Guide: Designing a Built-In Batch Dispatch Command
The principle: Any CLI that an agent may call more than once in a session should offer a single
execentry point that accepts a JSONL stream and routes each line to the matching subcommand in-process — one invocation, N operations, zero per-record startup cost.
An agent that generates a plan of N operations has a fixed tool-call budget. When N is large and each operation requires a separate process invocation, the budget is consumed before the plan is complete. The agent either truncates the plan or splits it into multiple orchestration steps, both of which add latency, increase context overhead, and risk partial completion.
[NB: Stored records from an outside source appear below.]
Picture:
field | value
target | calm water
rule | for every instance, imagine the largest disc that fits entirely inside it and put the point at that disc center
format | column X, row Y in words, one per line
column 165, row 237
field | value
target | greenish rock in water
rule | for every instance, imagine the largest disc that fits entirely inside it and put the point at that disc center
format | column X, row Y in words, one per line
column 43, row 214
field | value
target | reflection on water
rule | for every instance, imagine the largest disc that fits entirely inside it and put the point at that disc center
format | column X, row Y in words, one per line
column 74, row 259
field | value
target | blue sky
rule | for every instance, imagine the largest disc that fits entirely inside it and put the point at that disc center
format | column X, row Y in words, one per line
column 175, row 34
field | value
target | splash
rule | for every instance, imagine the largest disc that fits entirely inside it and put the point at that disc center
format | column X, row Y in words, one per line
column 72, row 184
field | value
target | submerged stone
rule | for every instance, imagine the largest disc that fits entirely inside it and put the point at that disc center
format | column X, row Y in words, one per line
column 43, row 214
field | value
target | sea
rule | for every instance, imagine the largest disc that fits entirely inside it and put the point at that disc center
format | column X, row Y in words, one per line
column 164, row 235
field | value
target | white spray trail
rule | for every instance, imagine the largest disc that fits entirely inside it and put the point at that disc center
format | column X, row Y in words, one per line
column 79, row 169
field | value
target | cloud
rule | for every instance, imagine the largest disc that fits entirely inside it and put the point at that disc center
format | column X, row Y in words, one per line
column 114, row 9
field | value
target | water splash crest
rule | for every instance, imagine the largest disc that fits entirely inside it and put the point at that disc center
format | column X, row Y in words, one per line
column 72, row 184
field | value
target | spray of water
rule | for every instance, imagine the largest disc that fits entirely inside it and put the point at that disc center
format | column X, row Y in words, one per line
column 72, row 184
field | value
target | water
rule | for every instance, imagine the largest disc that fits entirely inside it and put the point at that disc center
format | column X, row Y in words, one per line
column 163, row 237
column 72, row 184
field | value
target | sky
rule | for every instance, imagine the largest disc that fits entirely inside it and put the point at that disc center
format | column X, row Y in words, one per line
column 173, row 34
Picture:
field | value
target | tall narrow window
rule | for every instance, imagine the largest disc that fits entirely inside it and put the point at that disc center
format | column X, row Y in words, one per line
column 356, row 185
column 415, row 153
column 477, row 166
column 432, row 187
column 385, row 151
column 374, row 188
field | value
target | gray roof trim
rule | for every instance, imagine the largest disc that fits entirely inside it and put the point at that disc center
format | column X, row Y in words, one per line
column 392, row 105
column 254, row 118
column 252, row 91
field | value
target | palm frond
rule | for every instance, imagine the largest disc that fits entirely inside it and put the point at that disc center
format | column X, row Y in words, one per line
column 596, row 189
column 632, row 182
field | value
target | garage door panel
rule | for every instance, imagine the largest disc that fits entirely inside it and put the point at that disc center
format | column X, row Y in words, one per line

A built-in exec command removes this constraint entirely: the agent writes a JSONL file once and streams it in, paying startup cost exactly once regardless of N.
This guide covers when to provide exec, how to design the JSONL protocol, what the per-line output should look like, and the invocation patterns agent builders can use today with CLIs that already support it.
When to Provide exec
Add exec whenever any of these conditions applies:
- The CLI manages stateful records (accounts, transactions, tasks, configurations, users)
- An agent workflow commonly creates, updates, or queries multiple objects per orchestration step
- The CLI is used in ETL pipelines where a CSV or structured file maps one-to-one to commands
- Any individual command accepts a
--inputJSON payload (meaning the command is already batch-friendly by structure)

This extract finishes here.